Supported by NIAAA Cooperative Agreements U10AA11715, U10AA11716, U10AA11727, U10 AA11756, U10AA11768, U10AA11799, U10AA11773, U10AA11776, U10AA11777, U10AA11783, U10AA11787.
Testing Combined Pharmacotherapies and Behavioral Interventions for Alcohol Dependence (The COMBINE Study): A Pilot Feasibility Study
Article first published online: 3 MAY 2006
Alcoholism: Clinical and Experimental Research
Volume 27, Issue 7, pages 1123–1131, July 2003
How to Cite
The COMBINE Study Research Group (2003), Testing Combined Pharmacotherapies and Behavioral Interventions for Alcohol Dependence (The COMBINE Study): A Pilot Feasibility Study. Alcoholism: Clinical and Experimental Research, 27: 1123–1131. doi: 10.1097/01.ALC.0000078020.92938.0B
- Issue published online: 3 MAY 2006
- Article first published online: 3 MAY 2006
- Received for publication July 22, 2002; accepted February 10, 2003.
- Behavioral Therapy;
Background: Medications (such as naltrexone and acamprosate) as well as behavioral therapies have been previously reported to be effective in the reduction of alcohol intake and to prevent relapse drinking. However, the efficacy of using several medications alone or together in combination with behavioral therapies has not been widely investigated. The purpose of this study was to evaluate the feasibility of this combined therapy approach to apply it to a larger scale multisite clinical trial. Outcome focused on recruitment, retention, adherence to study parameters and medication, physical complaints, and physiologic toxicity.
Methods: At 11 sites, 108 individuals with alcohol dependence were randomized in a double blind fashion to receive placebo, naltrexone, or acamprosate alone or in combination. In addition, some individuals were randomized to receive Medical Management (MM) provided by a health care practitioner alone or in combination with an enhanced behavioral intervention, Combined Behavioral Intervention (CBI), delivered by a trained therapist. A final group received CBI alone without pills. All participants were treated and assessed for a maximum of 16 weeks.
Results: The attendance at therapy and research visits, and medication adherence and tolerability were good with no statistical differences between the medication or behavioral intervention groups. Over 75% of participants completed the week-16, end of study, assessment and the average medication adherence (percent of total pills taken) was about 65%. The level and types of physical complaints were not unexpected and similar among the medication and placebo groups. There were no group differences in liver or kidney toxicity. Importantly, the combination of naltrexone and acamprosate did not present significantly more physical complaints than either alone.

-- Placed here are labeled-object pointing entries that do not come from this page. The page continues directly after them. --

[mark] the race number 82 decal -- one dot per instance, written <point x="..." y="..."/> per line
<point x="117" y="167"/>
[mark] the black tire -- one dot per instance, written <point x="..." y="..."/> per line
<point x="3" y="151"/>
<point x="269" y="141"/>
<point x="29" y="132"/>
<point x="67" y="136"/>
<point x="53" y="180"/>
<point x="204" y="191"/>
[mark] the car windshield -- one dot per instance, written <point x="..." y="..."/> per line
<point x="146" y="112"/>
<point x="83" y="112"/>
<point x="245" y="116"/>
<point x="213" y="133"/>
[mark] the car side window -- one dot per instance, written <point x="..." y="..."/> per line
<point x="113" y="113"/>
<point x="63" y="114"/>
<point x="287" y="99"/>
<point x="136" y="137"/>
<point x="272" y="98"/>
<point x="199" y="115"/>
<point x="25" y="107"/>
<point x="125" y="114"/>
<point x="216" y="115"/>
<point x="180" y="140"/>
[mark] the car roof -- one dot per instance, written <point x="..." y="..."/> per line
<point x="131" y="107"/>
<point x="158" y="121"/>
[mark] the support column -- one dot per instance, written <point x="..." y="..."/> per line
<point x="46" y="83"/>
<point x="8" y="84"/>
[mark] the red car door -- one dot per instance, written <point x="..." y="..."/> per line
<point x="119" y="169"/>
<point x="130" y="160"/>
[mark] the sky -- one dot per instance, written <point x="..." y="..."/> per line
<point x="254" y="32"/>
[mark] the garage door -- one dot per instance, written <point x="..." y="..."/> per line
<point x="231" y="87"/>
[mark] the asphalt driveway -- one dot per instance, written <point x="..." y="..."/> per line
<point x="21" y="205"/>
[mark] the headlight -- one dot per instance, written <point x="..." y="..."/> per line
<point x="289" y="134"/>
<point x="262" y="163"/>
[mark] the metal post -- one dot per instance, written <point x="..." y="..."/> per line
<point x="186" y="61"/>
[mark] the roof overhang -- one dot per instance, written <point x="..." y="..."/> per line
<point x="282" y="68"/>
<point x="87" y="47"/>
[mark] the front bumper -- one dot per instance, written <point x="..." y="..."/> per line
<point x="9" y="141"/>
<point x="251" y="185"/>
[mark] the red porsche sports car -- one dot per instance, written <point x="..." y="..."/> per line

Conclusions: Sufficient numbers of alcohol dependent participants can be recruited and retained in a relatively sophisticated outpatient trial combining medications and behavioral interventions. Participant adherence to the trial protocol including medication regimens was at acceptable levels. Physical complaints and organ toxicity were within expected and acceptable levels. Based on these results a larger scale study utilizing these methodologies appears feasible.